Mayor of Baton Rouge
- In office 1871–1871
- Preceded by: James Essex Elam
- Succeeded by: James Essex Elam

Personal details
- Born: ca. 1810 Baton Rouge, Louisiana, U.S.
- Died: ca. 1901
- Party: Republican
- Spouse: Coralie Berhel

= Loyeau Berhel =

Loyeau Berhel was a Reconstruction-era politician who served as the first African American and first Republican mayor of Baton Rouge, Louisiana.

==Early life==
Berhel was born in Baton Rouge in approximately 1810. He was a free person of color and considered a "mulatto" for contemporary demographic purposes. A bricklayer by trade, he married Coralie Berhel and had at least seven children.

In 1856, Berhel was charged with assault and battery and sentenced to thirty days in the parish prison and assessed court costs.

Berhel acquired numerous properties within the Baton Rouge area. During the Battle of Baton Rouge in the American Civil War, Union troops burned houses between the garrison and downtown to limit available cover for counterattacking Confederates. Berhel lost more houses to the fire (six, valued at $10,000 total) than anyone else. None of the arson victims received any kind of compensation after the war for their troubles.

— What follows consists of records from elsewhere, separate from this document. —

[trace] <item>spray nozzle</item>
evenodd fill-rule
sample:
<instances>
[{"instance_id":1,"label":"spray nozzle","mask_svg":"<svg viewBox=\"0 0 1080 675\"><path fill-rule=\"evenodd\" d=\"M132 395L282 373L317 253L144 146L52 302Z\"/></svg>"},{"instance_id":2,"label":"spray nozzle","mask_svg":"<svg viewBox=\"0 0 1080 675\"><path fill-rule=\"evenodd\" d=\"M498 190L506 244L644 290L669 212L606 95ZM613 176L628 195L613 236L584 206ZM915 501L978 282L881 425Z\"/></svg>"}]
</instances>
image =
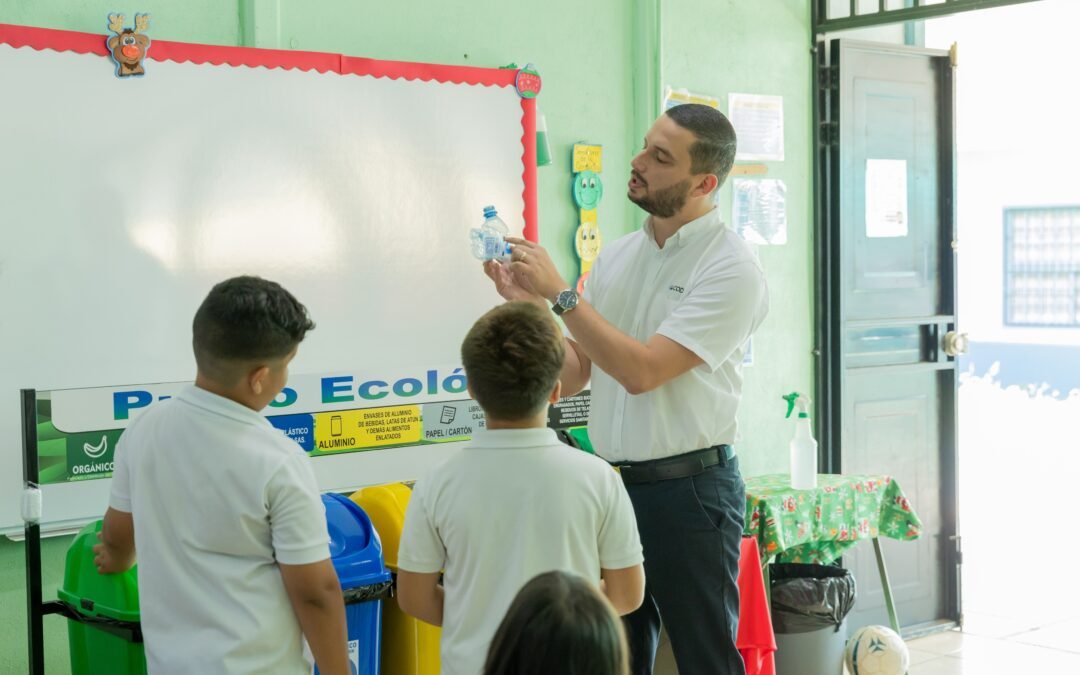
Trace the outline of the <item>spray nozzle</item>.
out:
<instances>
[{"instance_id":1,"label":"spray nozzle","mask_svg":"<svg viewBox=\"0 0 1080 675\"><path fill-rule=\"evenodd\" d=\"M787 401L787 414L784 415L784 419L791 417L791 413L795 410L795 406L799 406L800 419L810 417L810 413L807 412L807 406L810 403L809 398L797 391L793 391L787 396L784 396L783 399Z\"/></svg>"}]
</instances>

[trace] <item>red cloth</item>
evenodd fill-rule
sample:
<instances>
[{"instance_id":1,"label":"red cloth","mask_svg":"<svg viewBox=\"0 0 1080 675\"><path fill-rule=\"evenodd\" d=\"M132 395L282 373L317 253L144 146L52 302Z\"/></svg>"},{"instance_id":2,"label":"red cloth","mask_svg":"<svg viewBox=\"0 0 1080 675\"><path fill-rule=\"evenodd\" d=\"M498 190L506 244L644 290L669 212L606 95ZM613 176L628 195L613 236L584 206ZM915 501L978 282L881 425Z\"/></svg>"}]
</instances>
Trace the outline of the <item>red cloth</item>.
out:
<instances>
[{"instance_id":1,"label":"red cloth","mask_svg":"<svg viewBox=\"0 0 1080 675\"><path fill-rule=\"evenodd\" d=\"M739 548L739 632L735 646L746 664L746 675L775 675L776 636L773 635L757 539L743 537Z\"/></svg>"}]
</instances>

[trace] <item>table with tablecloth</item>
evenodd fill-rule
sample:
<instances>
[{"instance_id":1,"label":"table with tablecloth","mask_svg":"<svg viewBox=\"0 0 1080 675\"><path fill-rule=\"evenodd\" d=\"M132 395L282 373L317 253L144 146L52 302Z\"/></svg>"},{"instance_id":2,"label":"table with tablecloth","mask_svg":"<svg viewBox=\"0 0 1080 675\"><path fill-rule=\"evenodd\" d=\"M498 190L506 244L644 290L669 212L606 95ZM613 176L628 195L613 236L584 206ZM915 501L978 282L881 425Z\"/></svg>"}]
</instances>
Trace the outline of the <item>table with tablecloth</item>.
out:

In 1867, Berhel had the honor of being elected to the position of sergeant-at-arms for the Louisiana constitutional convention.

==1871 mayoral bid==
In 1871, Berhel sought to challenge the Democratic incumbent mayor, James Essex Elam. The election returns showed Berhel receiving 536 ballots to Elam's 521 and L. C. Morris' 1.

Democrats initially appeared to be accepting of Berhel's victory. The mostly-Democrat commissioners of election certified the results without issue, and even the pro-Democrat Baton Rouge newspaper called the Journal offered a post-mortem analysis of the results that was somewhat conciliatory in tone, complimentary toward Berhel and the election process in general. Berhel was formally issued a commission to assume office by Gov. Henry C. Warmoth, also a Republican but acting from the temporary capital in New Orleans.

However, with the election decided by only 15 votes, it may have been inevitable that a Democratic-controlled electoral investigative committee would be created. The committee eventually reported that it was able to find fault with eight votes, exactly enough to reverse the election totals to a mere one-vote win for Elam. This made it the second-closest mayoral election in Baton Rouge history (the 1856 election had ended in a tie). Eventually, the majority-Democrat Board of Selectmen would publicly announce that they would accept the investigative committee's findings, alter the election results of record, and consider Elam as the mayor going forward. With few Republican officials holding any positions of influence that could directly help Berhel, his mayoral win had now effectively been tossed aside by the Democrats. Warmoth himself was still attempting to balance the state's difficult post-war peace and opted to not use any kind of force to prop up Berhel's administration. A committee formed in subsequent weeks by local African American Republican politician J. Henri Burch continued to keep Berhel's claim to the office in the news, in hopes that acting governor Lt. Gov. Oscar J. Dunn, also a black Republican, might more actively support Berhel. However, Dunn too declined to get involved as well.

Following the next mayor's election, in 1872, a similar controversy erupted between the incumbent Elam and his Republican challenger Henry Schorten, but by then the Republicans had apparently built up a stronger local party organization and were able to hold on to a share of the mayor's office even after the investigation for voting irregularities.

==Personal life==
Berhel later served as a trustee for the Louisiana Institution for the Education of the Deaf and Dumb.

Late in his life, multiple properties of his were dispersed through tax sales. A Baton Rouge newspaper reported in November 1901 that Berhel was "nearing the end of his earthly career" and possibly as old as 96 at that point (though this age figure conflicts with past census numbers that would have put his age closer to being around 91 or even 86).

His surname is sometimes incorrectly rendered as "Brahil" or "Brahill."

==Legacy==
Berhel's six-week tenure in 1871 would mark the last time that an African American would hold the mayor's seat until 2005, when Kip Holden took office for the first of his three consecutive terms (another African American, Sharon Weston Broome, was elected right after Holden and served between 2017 and 2024).

Berhel's brief term also blazed a trail for future Republican candidates for office in the area. When the next Republican contender for the municipality's mayoral seat faced a scenario similar to that which Berhel had, the party was better prepared to stay and fight for the position. Further more, Berhel's own two sons, Felix Berhel and J. Oscar Berhel, followed in their father’s footsteps and were active in Republican politics in subsequent decades.